Malgré la Guerre d'Espagne qui meurtrit le pays de 1936 à 1939, la Fédération royale espagnole de football s'inscrit pour la Coupe du monde 1938. Mais la FIFA doute sérieusement de la capacité d'une sélection espagnole qui n'a plus joué depuis mai 1936 à disputer l'ensemble de ses matchs éliminatoires dans un tel contexte de guerre civile. L'Espagne n'est donc pas autorisée à participer à la phase éliminatoire du mondial 1938. L'équipe d'Espagne ne rejouera que quelques années plus tard, le temps d'une série de matchs amicaux en 1941 et 1942, en attendant la véritable reprise des compétitions internationales après la Seconde Guerre mondiale.
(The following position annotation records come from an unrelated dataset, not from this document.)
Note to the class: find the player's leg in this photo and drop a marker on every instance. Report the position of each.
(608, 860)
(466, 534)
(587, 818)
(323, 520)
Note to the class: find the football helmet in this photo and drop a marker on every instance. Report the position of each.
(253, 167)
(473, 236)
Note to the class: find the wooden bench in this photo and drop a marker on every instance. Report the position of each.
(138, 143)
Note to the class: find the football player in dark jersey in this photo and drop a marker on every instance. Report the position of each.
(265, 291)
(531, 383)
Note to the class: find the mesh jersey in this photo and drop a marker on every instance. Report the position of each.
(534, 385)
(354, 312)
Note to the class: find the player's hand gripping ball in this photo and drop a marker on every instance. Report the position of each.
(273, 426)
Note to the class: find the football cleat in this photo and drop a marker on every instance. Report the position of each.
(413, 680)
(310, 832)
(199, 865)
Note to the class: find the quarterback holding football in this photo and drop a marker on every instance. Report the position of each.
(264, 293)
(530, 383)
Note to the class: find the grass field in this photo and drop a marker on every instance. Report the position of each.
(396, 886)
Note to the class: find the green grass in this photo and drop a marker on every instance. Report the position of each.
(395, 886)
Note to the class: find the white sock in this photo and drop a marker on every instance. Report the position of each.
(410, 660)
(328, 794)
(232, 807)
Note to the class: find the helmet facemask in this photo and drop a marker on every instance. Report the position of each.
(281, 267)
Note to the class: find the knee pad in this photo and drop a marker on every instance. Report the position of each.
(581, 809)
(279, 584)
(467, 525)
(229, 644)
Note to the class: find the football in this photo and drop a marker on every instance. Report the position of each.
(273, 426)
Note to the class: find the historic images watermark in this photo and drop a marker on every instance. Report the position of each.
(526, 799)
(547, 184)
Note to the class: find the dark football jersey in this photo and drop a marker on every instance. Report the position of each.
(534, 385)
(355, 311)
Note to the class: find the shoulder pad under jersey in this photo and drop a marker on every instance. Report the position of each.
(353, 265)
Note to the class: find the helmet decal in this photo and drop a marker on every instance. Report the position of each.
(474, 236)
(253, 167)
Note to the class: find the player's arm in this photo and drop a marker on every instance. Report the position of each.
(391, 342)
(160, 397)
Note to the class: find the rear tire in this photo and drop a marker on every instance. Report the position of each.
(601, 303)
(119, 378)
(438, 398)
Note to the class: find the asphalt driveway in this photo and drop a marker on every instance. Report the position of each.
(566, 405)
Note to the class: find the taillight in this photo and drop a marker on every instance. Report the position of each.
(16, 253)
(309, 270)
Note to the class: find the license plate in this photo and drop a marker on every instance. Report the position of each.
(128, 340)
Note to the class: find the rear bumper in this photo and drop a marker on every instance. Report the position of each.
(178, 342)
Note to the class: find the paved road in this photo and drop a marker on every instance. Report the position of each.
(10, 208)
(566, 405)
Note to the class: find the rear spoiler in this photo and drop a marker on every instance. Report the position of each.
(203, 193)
La Coupe du monde 1950, une performance sans lendemain
L'armistice de 1945 marque le retour du football international. Après une suspension de plus de dix ans, la Coupe du monde fait son retour en 1950, au Brésil. Comme en 1934, l'Espagne se qualifie aux dépens du Portugal. La sélection de Guillermo Eizaguirre est la seule équipe au premier tour de la phase finale à remporter trois victoires, contre les États-Unis (3-1, buts de Telmo Zarraonaindía, de Silvestre Igoa et d'Estanislao Basora dans les dix dernières minutes du match), le Chili (2-0, buts d'Estanislao Basora et de Telmo Zarraonaindía) et l’Angleterre (1-0, but de Telmo Zarraonaindía). Première de son groupe, l'Espagne se qualifie pour la poule finale où elle retrouve l'Uruguay, le Brésil, pays hôte, et la Suède. Après un match nul nul face aux Uruguayens (2-2, doublé d'Estanislao Basora), les Espagnols prennent l'eau face au Brésil (1-6, but de Silvestre Igoa). Les Sud-Américains dominant la poule finale, la rencontre de la troisième journée entre l'Espagne et la Suède est un match pour la troisième place. L'Espagne s'incline (1-3, but de Telmo Zarraonaindía) et termine la Coupe du monde à la 4e place.